Arrêté au-dessus du pipeline de pétrole brut Forcados, loin des chenaux principaux de navigation, le navire est au milieu de marécages souillés de noir par les déversements, et de forêts dont les arbres ont été abattus par la construction sauvage, signes indicateurs du vol et du raffinage.
« À certains égards, nous sommes la [télévision en circuit fermé] de ce qui se passe dans les eaux nigérianes, déclare M. Pillet. Nous fournissons les données mais nous ne fournissons pas vraiment d’opinion sur ce qui pourrait se passer. »
La plateforme de Kpler est aux aguets 24 h/24 et observe les mouvements inhabituels comme celui-ci et les changements de tirant d’eau des navires indiquant un chargement ou un déchargement de cargaison. Elle saisit les données dans un algorithme qu’elle enseigne au DPR à interpréter.

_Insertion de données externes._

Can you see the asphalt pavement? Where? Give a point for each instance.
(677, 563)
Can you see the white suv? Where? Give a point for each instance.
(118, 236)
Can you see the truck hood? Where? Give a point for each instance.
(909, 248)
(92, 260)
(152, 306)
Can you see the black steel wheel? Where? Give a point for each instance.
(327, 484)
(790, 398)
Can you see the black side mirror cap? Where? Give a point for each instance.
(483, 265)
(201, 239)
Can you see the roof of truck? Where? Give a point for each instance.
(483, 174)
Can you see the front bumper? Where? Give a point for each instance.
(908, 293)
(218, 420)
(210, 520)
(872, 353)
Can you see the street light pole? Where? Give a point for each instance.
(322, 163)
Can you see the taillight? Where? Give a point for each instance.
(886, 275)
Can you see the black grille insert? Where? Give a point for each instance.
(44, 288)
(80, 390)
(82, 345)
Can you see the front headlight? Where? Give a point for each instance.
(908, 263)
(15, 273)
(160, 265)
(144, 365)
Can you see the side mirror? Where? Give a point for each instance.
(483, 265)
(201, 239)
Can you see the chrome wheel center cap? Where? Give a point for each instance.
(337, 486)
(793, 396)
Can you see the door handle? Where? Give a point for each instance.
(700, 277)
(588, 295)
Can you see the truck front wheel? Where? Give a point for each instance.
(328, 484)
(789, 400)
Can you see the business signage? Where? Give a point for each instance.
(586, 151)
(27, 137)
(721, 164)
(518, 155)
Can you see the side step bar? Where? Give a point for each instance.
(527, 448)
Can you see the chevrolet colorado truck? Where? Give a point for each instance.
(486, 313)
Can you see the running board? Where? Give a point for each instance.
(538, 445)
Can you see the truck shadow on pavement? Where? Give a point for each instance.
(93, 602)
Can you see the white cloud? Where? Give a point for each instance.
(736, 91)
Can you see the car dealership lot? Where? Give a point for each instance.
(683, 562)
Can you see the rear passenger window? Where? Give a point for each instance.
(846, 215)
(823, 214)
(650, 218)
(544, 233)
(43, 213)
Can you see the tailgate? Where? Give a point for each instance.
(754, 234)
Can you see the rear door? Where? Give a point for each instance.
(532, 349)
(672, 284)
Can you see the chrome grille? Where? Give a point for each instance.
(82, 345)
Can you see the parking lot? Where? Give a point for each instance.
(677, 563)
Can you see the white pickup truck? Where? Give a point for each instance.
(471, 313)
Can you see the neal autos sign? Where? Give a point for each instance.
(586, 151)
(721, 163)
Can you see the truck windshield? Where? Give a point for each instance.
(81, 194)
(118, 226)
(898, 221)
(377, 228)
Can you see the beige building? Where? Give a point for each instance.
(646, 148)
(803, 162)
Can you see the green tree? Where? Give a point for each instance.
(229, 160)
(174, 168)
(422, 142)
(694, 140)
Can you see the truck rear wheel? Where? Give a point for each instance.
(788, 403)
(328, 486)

Le Conseil de sécurité des Nations unies estime que le Nigeria a perdu 2,8 milliards de dollars de revenus en 2017 à cause du vol du pétrole, mais Kpler révèle qu’une meilleure approximation des pertes actuelles serait au moins de 100.000 barils par jour, soit entre 3 et 8 milliards de dollars par an selon un rapport de Chatham House publié en 2013.
Le DPR déploie aussi d’autres méthodes pour enregistrer les débits de pétrole et de gaz dans une base de données centrale en temps réel.